For a century from the first Lambeth Conference it was possible for these varied dioceses and provinces to meet internationally by consensus. That worked through the era of airmailed letters. But the advent of the Internet and electronic media means that what happens in different parts of the world can be scrutinized immediately. Unilateral action by an autonomous province can be discomforting for Anglicans elsewhere. The consecration of Bishop Robinson, and similar subsequent decisions, proceeded despite calls for restraint. This prompted some leaders to demand a more stringent basis for unity.
The quality of preparation for this meeting seems to be of a different order than before. Under Archbishop Justin Welby’s sure hand the meeting has its own website and Twitter feed, with a flow of daily weblog posts. There is every possibility of a substantial wave of intercession.
You would think from media reporting and the blogosphere that the Anglican Communion alone is convulsed by controversy regarding human sexuality. Not so.
“There is not one mainstream church that is not struggling with questions of human sexuality,” said the Most Rev.

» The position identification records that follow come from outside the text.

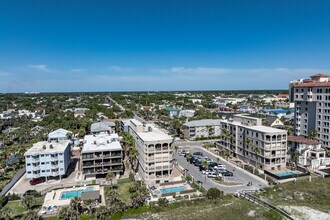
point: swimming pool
(285, 174)
(172, 189)
(73, 193)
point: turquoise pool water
(285, 174)
(73, 193)
(172, 189)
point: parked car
(228, 173)
(198, 153)
(182, 152)
(37, 180)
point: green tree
(5, 213)
(163, 202)
(110, 176)
(28, 202)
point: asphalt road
(239, 176)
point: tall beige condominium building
(312, 107)
(261, 146)
(155, 160)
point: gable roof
(59, 133)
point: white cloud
(120, 69)
(78, 70)
(41, 67)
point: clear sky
(78, 45)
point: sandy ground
(305, 213)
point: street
(240, 177)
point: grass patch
(227, 208)
(122, 188)
(314, 194)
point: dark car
(198, 153)
(37, 181)
(228, 173)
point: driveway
(240, 176)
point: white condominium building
(101, 154)
(261, 146)
(155, 152)
(48, 159)
(312, 107)
(202, 128)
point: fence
(14, 180)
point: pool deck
(53, 198)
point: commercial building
(59, 134)
(155, 159)
(310, 152)
(47, 159)
(202, 128)
(261, 146)
(312, 105)
(101, 154)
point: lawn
(123, 189)
(17, 208)
(228, 208)
(315, 194)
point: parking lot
(240, 177)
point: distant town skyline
(61, 46)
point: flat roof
(101, 142)
(203, 122)
(44, 147)
(151, 133)
(303, 140)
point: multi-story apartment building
(47, 159)
(261, 146)
(202, 128)
(312, 107)
(101, 154)
(155, 150)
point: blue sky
(61, 45)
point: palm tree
(5, 213)
(205, 166)
(75, 204)
(32, 215)
(102, 213)
(28, 202)
(110, 177)
(256, 151)
(88, 203)
(176, 148)
(313, 134)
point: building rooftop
(151, 133)
(203, 122)
(43, 147)
(303, 140)
(319, 75)
(312, 84)
(58, 133)
(266, 129)
(102, 126)
(101, 142)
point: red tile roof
(302, 140)
(319, 75)
(312, 84)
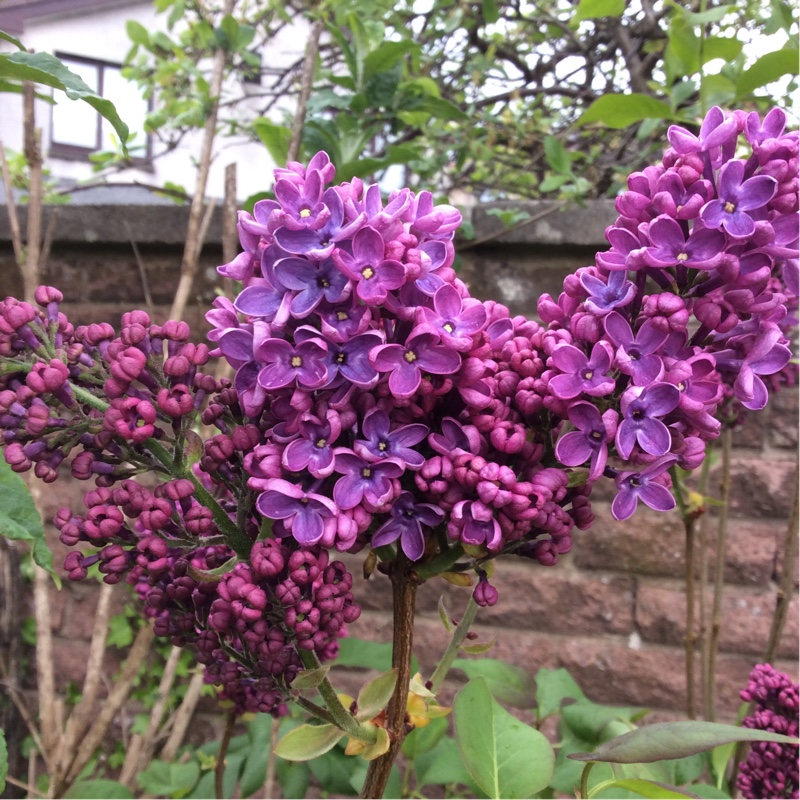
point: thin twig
(219, 772)
(786, 587)
(272, 760)
(193, 245)
(44, 664)
(28, 787)
(33, 153)
(307, 79)
(719, 571)
(148, 298)
(11, 209)
(110, 708)
(183, 716)
(82, 714)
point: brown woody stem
(404, 593)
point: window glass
(75, 122)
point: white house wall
(101, 35)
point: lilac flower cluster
(247, 624)
(686, 315)
(392, 403)
(771, 769)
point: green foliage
(20, 519)
(506, 757)
(46, 69)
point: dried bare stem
(110, 708)
(786, 588)
(306, 81)
(719, 571)
(194, 241)
(183, 716)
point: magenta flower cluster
(771, 769)
(687, 314)
(377, 404)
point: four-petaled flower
(304, 514)
(641, 410)
(644, 486)
(405, 364)
(590, 440)
(582, 374)
(407, 519)
(736, 197)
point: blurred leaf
(369, 655)
(97, 790)
(556, 155)
(506, 757)
(770, 67)
(20, 519)
(596, 9)
(553, 686)
(47, 69)
(7, 37)
(621, 110)
(664, 740)
(642, 788)
(276, 138)
(507, 683)
(375, 695)
(3, 761)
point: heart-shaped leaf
(506, 757)
(664, 740)
(373, 697)
(310, 678)
(308, 742)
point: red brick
(653, 543)
(783, 419)
(761, 488)
(746, 617)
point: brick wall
(612, 611)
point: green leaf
(47, 69)
(720, 757)
(7, 37)
(641, 787)
(490, 12)
(588, 720)
(556, 155)
(276, 138)
(308, 742)
(376, 694)
(664, 740)
(3, 761)
(553, 686)
(20, 519)
(722, 47)
(423, 740)
(310, 678)
(137, 33)
(369, 655)
(621, 110)
(596, 9)
(172, 780)
(293, 777)
(441, 765)
(507, 683)
(770, 67)
(506, 757)
(386, 56)
(98, 789)
(704, 17)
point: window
(78, 130)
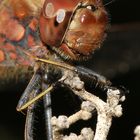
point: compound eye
(49, 10)
(60, 15)
(91, 7)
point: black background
(12, 122)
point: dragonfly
(59, 33)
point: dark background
(120, 12)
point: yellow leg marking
(63, 65)
(35, 98)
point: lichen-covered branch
(106, 110)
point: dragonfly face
(74, 29)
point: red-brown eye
(54, 20)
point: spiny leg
(30, 118)
(48, 115)
(34, 82)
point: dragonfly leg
(33, 85)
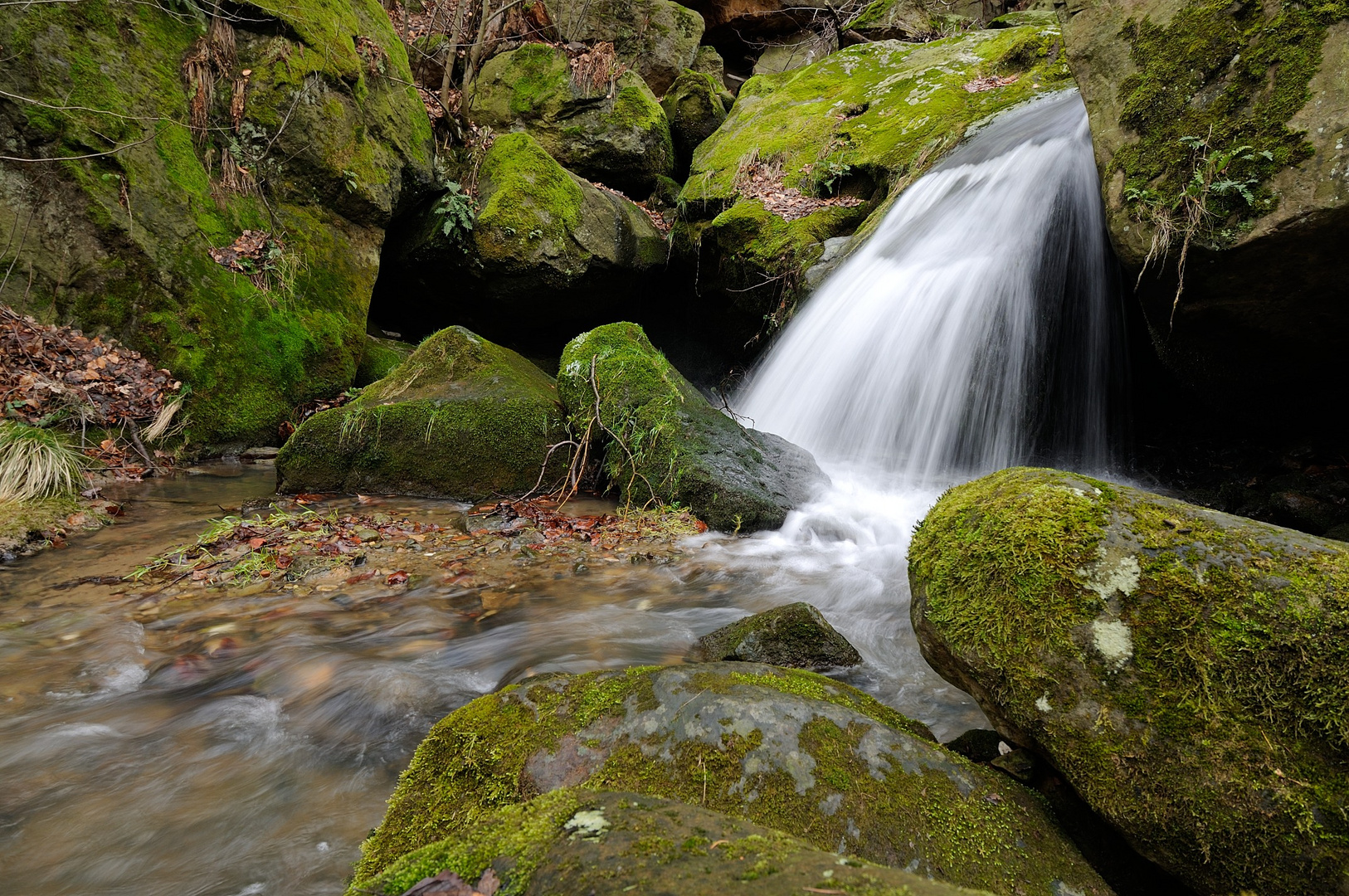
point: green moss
(1230, 75)
(780, 764)
(1217, 744)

Josiah Idowu-Fearson in a recent interview with the BBC.
He had just returned from attending for the first time the regular meeting of general secretaries of the main Christian world communions. Across many years some of these leaders have said they are taking their cue on how to act from what happens within Anglicanism.
So it is entirely possible that there will be a walkout in Canterbury next week. That would not signal the end for global Anglicanism. Since Anglicans are episcopally led but synodically governed, attempting to leave would move provinces into uncharted territory. The door to the Anglican household would always remain open.
But even at this late hour there is an opportunity and challenge to discover a deeper form of communion. Our world needs to see this demonstrated. Yes, sexuality is a vexed issue. But can global Anglicanism afford to remain immobile in a world that, as Pope Francis has said, may already be experiencing World War III?